1.-De nombreuses compagnies aériennes, dont Air France, British Airways, Air Canada, Lufthansa, American Airlines, United Airlines, American Airlines ou Delta ont suspendu depuis fin janvier leurs vols vers la Chine continentale pour tenter de freiner la propagation du virus. Du fait du poids économique de la Chine, cela a un impact sur la croissance de l’économie mondiale selon une étude du mois de février 2020 parue dans Echos.fr, le pays représentant :
-dépense du tourisme 20%
-production de biens 19,7%
-Encours de crédit 19,6%
-commerce 13%
La demande de pétrole de la Chine est de 12% sur une demande mondiale en 2019 de 99,77 millions barils/jour soit 11,97 millions de barils jour, plus que la production russe ou celle de l’Arabie Saoudite, alors qu’avant l’épidémie il était prévu 100,98 millions de barils/jour où la croissance de l’économie mondiale devait passer de 3% en 2019 à 3,1% en 2020 avec un rebond pour les pays émergents environ 4,1%,prévisions qui ne réaliseront plus.
En effet, du fait de l’interdépendance des économies, devant analyser les impacts indirects, bon nombre d’entreprises dans le monde dépendant pour leurs inputs et pour leur marché, ces taux sont plus importants, impactant la croissance mondiale qui était déjà fragilisée. Selon « Usine Nouvelle » l’épidémie du coronavirus qui sévit en Chine depuis fin décembre aura un impact à court terme de 1 à 2 points de PIB sur l’économie chinoise. Les secteurs les plus bouleversés sont la chimie, le textile, l’automobile et l’électronique. Les pays émergents, les pays limitrophes en Asie risque d en pâtir et selon des experts l’Europe est une région vulnérable avec un risque de récession en Allemagne et en Italie.

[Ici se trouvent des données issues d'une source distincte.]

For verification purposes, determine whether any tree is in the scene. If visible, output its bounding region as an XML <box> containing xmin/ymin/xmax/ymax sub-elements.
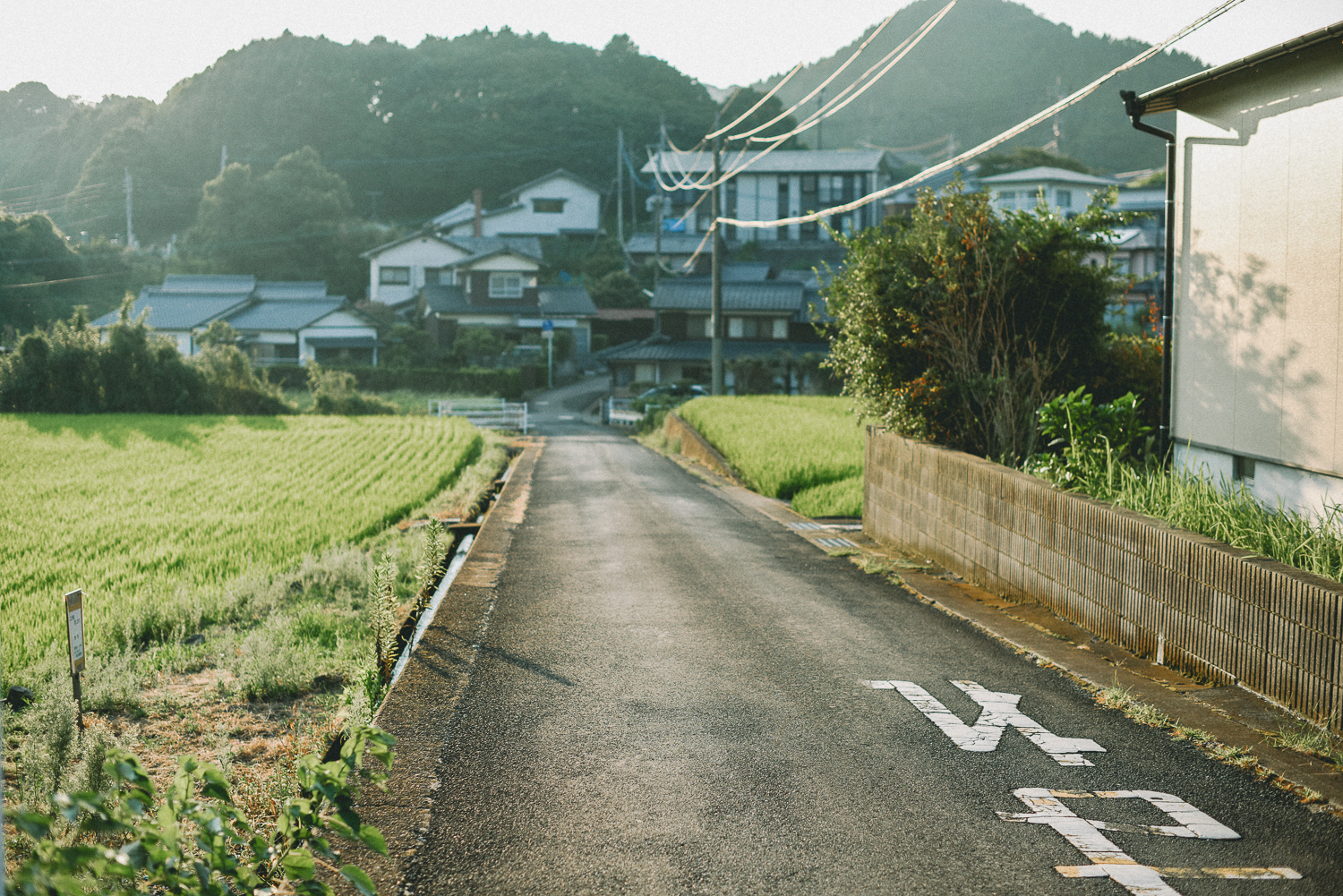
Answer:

C’est que le poids de la Chine dans le PIB mondial a plus que doublé, à près de 20% en 2019 contre 8,8% en 2003, étant devenu le premier consommateur de la plupart des produits de base et le premier partenaire commercial de nombreux pays. Si l’épidémie du coronavirus venait à s’accentuer, des répercussions conséquentes, à la baisse, sur la demande chinoise et sur les cours mondiaux du pétrole et des matières premières industrielles ne sont pas à exclure. Or, la croissance mondiale, selon le FMI qui a culminé à près de 3,8 % en 2017, a fléchi à 3,6 % en 2018, et a encore ralenti en 2019, à environ 3 %. C’est dans ce cadre que bon nombre d’organismes internationaux ont donc élaboré plusieurs scénarios pour 2020 :
- Scénario optimiste avec une probabilité de 25% le taux de croissance de la Chine serait de 5,7% contre une prévision d’environ 6%,
- Scénario de base, avec une probabilité de 50% le taux de croissance de la Chine serait de 5%,
- Scénario pessimiste, avec une probabilité de 20% le taux de croissance de la Chine serait de 4,5%,
- Scénario catastrophique, l’épidémie durant plusieurs mois, avec une probabilité de 5% , le taux de croissance serait inférieur à 4%.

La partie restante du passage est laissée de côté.